Santa also has a great mix of accounts, given that he not only has installment loans and revolving credit products, but a variety of both. In fact, he has credit cards, a mortgage, an auto loan (for a hybrid sleigh, of course) and a home equity line of credit (HELOC). The age of your credit history accounts for 15% of your FICO score, while your account mix makes up 10%.

But the man isn’t perfect. There’s an old late payment in his credit history — things got tight in the recession — and since payment history makes up 35% of a FICO score, it could be dragging him down. The good news is, late payments are only reported for seven years and their impact lessens as they age, so Santa’s credit score isn’t hurting too much from that payment.

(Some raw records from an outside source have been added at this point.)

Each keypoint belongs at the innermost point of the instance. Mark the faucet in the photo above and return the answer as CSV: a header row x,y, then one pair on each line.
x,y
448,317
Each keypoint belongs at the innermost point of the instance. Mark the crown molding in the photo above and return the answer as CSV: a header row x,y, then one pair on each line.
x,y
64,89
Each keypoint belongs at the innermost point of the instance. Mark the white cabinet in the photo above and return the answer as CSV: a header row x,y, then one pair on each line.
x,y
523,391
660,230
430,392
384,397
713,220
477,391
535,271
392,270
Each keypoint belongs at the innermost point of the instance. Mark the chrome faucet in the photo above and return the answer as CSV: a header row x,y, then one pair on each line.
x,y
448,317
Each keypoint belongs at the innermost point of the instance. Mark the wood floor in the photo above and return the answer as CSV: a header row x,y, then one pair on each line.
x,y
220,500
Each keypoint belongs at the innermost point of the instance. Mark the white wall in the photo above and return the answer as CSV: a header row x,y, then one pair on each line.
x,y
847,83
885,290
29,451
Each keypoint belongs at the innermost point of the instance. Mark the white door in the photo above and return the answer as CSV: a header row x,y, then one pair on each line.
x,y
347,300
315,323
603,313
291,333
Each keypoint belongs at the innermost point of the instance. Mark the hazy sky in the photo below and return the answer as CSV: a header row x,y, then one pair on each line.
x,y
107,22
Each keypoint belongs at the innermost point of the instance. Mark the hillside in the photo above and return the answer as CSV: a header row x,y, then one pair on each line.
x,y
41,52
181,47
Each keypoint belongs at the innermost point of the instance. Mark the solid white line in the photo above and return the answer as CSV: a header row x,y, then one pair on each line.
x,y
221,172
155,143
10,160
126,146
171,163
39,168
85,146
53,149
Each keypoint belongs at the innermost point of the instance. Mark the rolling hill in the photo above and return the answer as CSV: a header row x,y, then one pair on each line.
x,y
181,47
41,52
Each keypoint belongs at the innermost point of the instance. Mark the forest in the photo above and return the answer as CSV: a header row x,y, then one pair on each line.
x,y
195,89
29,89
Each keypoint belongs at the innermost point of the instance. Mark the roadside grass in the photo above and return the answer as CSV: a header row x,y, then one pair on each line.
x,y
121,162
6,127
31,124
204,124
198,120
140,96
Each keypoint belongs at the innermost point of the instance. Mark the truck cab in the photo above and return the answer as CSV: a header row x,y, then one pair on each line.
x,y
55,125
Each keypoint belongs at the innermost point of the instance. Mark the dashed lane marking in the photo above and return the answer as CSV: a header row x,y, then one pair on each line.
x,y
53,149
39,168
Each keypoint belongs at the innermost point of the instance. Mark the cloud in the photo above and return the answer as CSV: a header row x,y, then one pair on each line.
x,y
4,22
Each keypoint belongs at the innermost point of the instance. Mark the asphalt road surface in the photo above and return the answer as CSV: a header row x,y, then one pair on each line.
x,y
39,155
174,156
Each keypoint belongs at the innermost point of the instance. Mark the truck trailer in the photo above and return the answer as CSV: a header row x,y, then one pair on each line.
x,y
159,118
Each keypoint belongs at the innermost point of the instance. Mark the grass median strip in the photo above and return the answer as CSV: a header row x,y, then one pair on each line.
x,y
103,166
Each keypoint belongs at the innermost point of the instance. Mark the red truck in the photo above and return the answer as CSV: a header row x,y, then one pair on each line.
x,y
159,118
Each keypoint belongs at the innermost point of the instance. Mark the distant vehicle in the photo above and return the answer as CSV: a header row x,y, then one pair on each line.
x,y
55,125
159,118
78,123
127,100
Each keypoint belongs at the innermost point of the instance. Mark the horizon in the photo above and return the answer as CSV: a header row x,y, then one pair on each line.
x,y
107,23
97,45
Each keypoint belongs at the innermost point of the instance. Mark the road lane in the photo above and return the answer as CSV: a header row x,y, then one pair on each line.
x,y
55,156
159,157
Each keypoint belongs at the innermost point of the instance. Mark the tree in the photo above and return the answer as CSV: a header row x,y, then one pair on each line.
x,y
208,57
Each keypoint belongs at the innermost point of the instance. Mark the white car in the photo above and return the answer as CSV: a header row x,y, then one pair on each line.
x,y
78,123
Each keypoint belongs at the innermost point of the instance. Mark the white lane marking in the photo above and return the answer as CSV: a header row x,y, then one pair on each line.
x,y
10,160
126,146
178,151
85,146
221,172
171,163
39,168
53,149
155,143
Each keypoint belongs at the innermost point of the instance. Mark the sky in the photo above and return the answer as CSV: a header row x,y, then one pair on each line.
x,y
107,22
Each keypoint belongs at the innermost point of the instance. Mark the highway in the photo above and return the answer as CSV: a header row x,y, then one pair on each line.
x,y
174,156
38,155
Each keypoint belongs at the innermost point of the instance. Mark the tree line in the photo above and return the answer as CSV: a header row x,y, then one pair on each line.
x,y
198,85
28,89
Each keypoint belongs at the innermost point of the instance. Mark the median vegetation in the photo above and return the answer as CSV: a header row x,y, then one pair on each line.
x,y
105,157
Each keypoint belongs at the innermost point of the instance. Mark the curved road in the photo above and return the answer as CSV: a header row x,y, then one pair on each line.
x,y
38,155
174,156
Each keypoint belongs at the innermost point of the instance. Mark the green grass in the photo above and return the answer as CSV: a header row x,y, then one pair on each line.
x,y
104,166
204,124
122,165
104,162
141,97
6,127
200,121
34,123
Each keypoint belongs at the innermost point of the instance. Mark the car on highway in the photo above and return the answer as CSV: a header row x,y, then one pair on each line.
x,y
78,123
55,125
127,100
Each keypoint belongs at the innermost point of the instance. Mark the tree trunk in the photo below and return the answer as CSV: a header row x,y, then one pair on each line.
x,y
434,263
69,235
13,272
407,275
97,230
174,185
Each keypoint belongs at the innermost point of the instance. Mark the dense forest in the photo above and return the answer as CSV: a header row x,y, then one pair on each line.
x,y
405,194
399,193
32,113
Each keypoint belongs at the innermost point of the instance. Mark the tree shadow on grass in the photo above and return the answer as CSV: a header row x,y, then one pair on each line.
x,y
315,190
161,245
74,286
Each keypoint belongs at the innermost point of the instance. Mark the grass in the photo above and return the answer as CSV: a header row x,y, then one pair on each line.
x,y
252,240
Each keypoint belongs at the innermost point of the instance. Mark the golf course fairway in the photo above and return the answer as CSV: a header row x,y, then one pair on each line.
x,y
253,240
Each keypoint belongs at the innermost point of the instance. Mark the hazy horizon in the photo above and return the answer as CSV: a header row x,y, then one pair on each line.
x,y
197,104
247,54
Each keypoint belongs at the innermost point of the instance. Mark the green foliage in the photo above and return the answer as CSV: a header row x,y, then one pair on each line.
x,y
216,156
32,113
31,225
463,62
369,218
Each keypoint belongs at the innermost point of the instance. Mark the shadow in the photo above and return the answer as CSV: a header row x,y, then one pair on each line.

The bigger issue might be his credit card use, as he maxed out his $50,000-limit credit card to help with toy production for the holidays. FICO didn’t share how much of his total available credit Santa uses, but experts recommend using less than 30% of your available credit, and some say it’s best to use less than 10%. The idea is to keep credit card balances as low as possible, relative to the card’s limits, so maxing out cards is a bad idea.

Old Saint Nick would be smart to track his credit scores to see how changes — like lowering his credit card balances and continuing to make on-time payments — can affect them. You can check your credit by pulling your credit reports for free each year on AnnualCreditReport.com and viewing your two credit scores for free every 30 days on Credit.com.